While Campos claims that, in response to his initial authoring of his blog anonymously, “people in legal academia instantly became more concerned with Who Was Saying These Outrageous Things than in whether those things might actually be true,” Leiter assures us that “[i]n fact, it was Campos himself who made a big deal out of ‘who was saying these things’…” How, exactly? Campos prominently bragged, in a small information section at the top of his blog, that he is "a tenured law professor at a Tier 1 law school." No one else cared about Campos’s identityor obsessed over “outing” him.

But Leiter doesn’t end his roast there. Nor should he. He explains that Campos used his prominence to “lend his claims, including his false ones, credibility,” such as his claims that law professors are “lazy” and “produce lousy scholarship.” These claims were not only false but “inflammatory and, at best, misleading” and this “is what annoyed even those who didn't know Campos and his history of trying to garner media attention by any means possible.” As to how Campos’s claims were false, inflammatory and, at best, misleading, Leiter unfortunately doesn’t explain. But let’s be honest – do we really need a factually supported argument from Leiter on this point? Campos clearly loves attention and will lie and/or mislead in order to get it.

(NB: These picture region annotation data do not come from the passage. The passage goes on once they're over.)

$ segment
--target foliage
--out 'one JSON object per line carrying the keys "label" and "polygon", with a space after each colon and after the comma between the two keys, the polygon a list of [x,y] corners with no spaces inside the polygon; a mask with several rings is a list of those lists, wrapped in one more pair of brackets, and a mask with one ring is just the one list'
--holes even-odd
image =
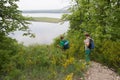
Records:
{"label": "foliage", "polygon": [[[120,41],[120,1],[72,1],[74,5],[70,8],[71,14],[65,14],[62,17],[64,21],[68,20],[70,22],[68,36],[73,47],[69,51],[83,54],[84,33],[88,32],[95,42],[95,49],[92,51],[92,60],[101,62],[120,72],[120,59],[118,58],[120,55],[118,49]],[[114,47],[112,47],[113,45]],[[83,55],[79,56],[82,58]]]}
{"label": "foliage", "polygon": [[82,77],[85,70],[83,61],[74,57],[66,58],[60,49],[53,45],[19,46],[18,53],[7,64],[4,80],[63,80],[73,73],[73,78]]}

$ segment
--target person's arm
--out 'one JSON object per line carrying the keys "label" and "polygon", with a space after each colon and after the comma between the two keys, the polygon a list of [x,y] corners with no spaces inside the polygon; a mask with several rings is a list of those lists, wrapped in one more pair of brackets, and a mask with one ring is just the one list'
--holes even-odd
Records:
{"label": "person's arm", "polygon": [[89,47],[89,45],[90,45],[89,39],[87,39],[87,40],[85,41],[85,45],[86,45],[87,47]]}

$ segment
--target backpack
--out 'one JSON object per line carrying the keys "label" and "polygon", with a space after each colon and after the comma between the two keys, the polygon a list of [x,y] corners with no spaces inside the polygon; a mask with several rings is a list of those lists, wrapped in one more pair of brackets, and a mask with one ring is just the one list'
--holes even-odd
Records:
{"label": "backpack", "polygon": [[88,46],[88,48],[94,49],[95,45],[93,39],[89,39],[89,40],[90,40],[90,45]]}
{"label": "backpack", "polygon": [[69,41],[68,40],[64,40],[63,49],[69,49]]}

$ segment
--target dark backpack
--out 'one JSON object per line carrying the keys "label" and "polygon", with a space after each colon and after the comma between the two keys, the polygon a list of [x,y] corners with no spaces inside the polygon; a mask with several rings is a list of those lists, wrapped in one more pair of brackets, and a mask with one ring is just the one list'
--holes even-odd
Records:
{"label": "dark backpack", "polygon": [[89,40],[90,40],[90,44],[89,44],[88,48],[94,49],[95,45],[94,45],[93,39],[89,39]]}
{"label": "dark backpack", "polygon": [[64,40],[64,49],[69,49],[69,41],[68,40]]}

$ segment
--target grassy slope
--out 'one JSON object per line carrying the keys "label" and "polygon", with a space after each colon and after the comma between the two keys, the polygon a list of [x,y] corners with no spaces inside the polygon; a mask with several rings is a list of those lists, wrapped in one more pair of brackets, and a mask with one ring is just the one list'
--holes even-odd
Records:
{"label": "grassy slope", "polygon": [[38,21],[38,22],[50,22],[50,23],[58,23],[61,21],[59,18],[49,18],[49,17],[31,17],[29,21]]}

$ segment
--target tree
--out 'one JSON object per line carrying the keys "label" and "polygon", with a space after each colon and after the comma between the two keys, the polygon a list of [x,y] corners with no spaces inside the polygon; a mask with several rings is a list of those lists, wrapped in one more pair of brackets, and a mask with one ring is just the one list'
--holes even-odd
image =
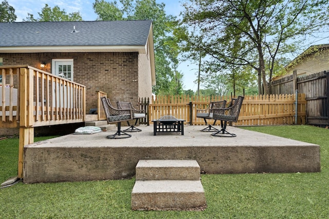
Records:
{"label": "tree", "polygon": [[119,9],[117,2],[108,3],[104,0],[96,0],[93,4],[95,12],[98,15],[98,20],[122,20],[123,12]]}
{"label": "tree", "polygon": [[70,13],[67,14],[65,9],[61,10],[58,6],[54,7],[52,9],[47,4],[41,9],[41,12],[38,12],[38,13],[39,15],[39,18],[34,18],[32,14],[28,13],[28,16],[26,17],[26,19],[23,19],[23,21],[61,22],[82,21],[82,17],[81,17],[81,15],[79,12]]}
{"label": "tree", "polygon": [[[270,93],[277,60],[328,27],[328,0],[190,0],[184,4],[186,45],[217,65],[249,66],[259,93]],[[203,40],[200,41],[200,36]]]}
{"label": "tree", "polygon": [[120,0],[107,2],[96,0],[93,5],[98,19],[103,21],[151,19],[153,23],[156,86],[153,92],[181,94],[181,74],[177,70],[179,47],[173,34],[178,23],[167,15],[163,3],[155,0]]}
{"label": "tree", "polygon": [[17,19],[15,9],[7,1],[0,4],[0,22],[14,22]]}

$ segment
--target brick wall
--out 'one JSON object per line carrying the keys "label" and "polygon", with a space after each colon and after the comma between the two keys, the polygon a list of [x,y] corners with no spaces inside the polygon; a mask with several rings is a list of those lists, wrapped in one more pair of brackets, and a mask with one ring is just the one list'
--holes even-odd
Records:
{"label": "brick wall", "polygon": [[[136,106],[138,102],[138,52],[0,53],[0,57],[4,65],[28,65],[39,69],[45,62],[46,69],[43,70],[50,73],[52,59],[73,58],[74,81],[86,86],[87,113],[97,108],[98,90],[107,93],[114,105],[121,101]],[[149,77],[151,80],[151,74]]]}

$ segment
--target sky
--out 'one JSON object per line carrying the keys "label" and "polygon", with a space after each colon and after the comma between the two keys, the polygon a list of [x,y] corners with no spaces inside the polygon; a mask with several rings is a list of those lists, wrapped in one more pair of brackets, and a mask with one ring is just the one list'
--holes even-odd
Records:
{"label": "sky", "polygon": [[[16,22],[21,22],[23,19],[26,19],[28,13],[33,14],[34,18],[39,17],[38,13],[41,12],[46,4],[51,8],[58,6],[61,10],[65,9],[67,14],[79,11],[84,21],[95,21],[97,17],[93,9],[94,0],[7,0],[7,2],[15,9],[15,14],[17,16]],[[164,3],[164,10],[168,15],[178,17],[182,9],[177,0],[157,0],[156,2]],[[196,91],[197,85],[193,82],[197,78],[197,66],[188,62],[181,62],[178,70],[184,74],[184,90],[191,89]]]}
{"label": "sky", "polygon": [[[1,1],[2,0],[0,0]],[[109,2],[109,0],[106,0]],[[171,14],[179,17],[179,13],[182,10],[179,0],[156,0],[157,3],[163,3],[166,5],[164,10],[168,15]],[[61,10],[65,9],[67,14],[73,12],[80,12],[84,21],[95,21],[97,15],[93,9],[93,3],[95,0],[7,0],[9,4],[15,9],[15,13],[17,15],[16,22],[23,21],[26,19],[28,13],[34,15],[34,18],[39,17],[38,12],[47,4],[51,8],[58,6]],[[119,2],[118,0],[117,2]],[[328,44],[329,37],[324,40],[309,42],[307,47],[311,45]],[[306,44],[307,45],[307,44]],[[296,54],[295,55],[297,55]],[[291,59],[295,57],[291,57]],[[191,89],[196,91],[197,85],[194,83],[197,77],[198,66],[188,61],[180,61],[177,69],[184,75],[183,85],[184,90]],[[205,88],[200,85],[201,89]]]}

Leiter finishes Campos off with an argument that Campos’s purported “core message” actually belongs to Brian Tamanaha and Bill Henderson. As Leiter rightly notes, it is their, not Campos’s, message to share. In fact, Leiter even concedes that he was spreading this message long before Campos ever was (don’t tell Tamanaha or Henderson) through his exhaustive linking to articles written by those law professors. But unlike Campos, Leiter spread this message the way that he spreads all of his messages: tastefully. He did so in a manner that would not (heaven forbid) completely disrupt the current system of legal education.

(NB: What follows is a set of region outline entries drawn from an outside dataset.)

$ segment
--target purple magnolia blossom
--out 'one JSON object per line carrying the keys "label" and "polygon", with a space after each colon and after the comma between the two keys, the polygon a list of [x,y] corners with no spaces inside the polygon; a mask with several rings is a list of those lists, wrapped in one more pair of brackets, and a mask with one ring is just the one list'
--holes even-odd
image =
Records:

The cherry on top of the delicious ice cream cone that is Leiter’s exposé of Campos is what he calls “[t]he key fact to remember about Paul Campos” and which was “the first clear sign that this was an individual without a core, intellectual or moral.” For that gem, I will leave you to his article. Though please feel free to discuss the article here. Unlike Leiter Reports, and much like Inside the Law School Scam, we welcome constructive comments.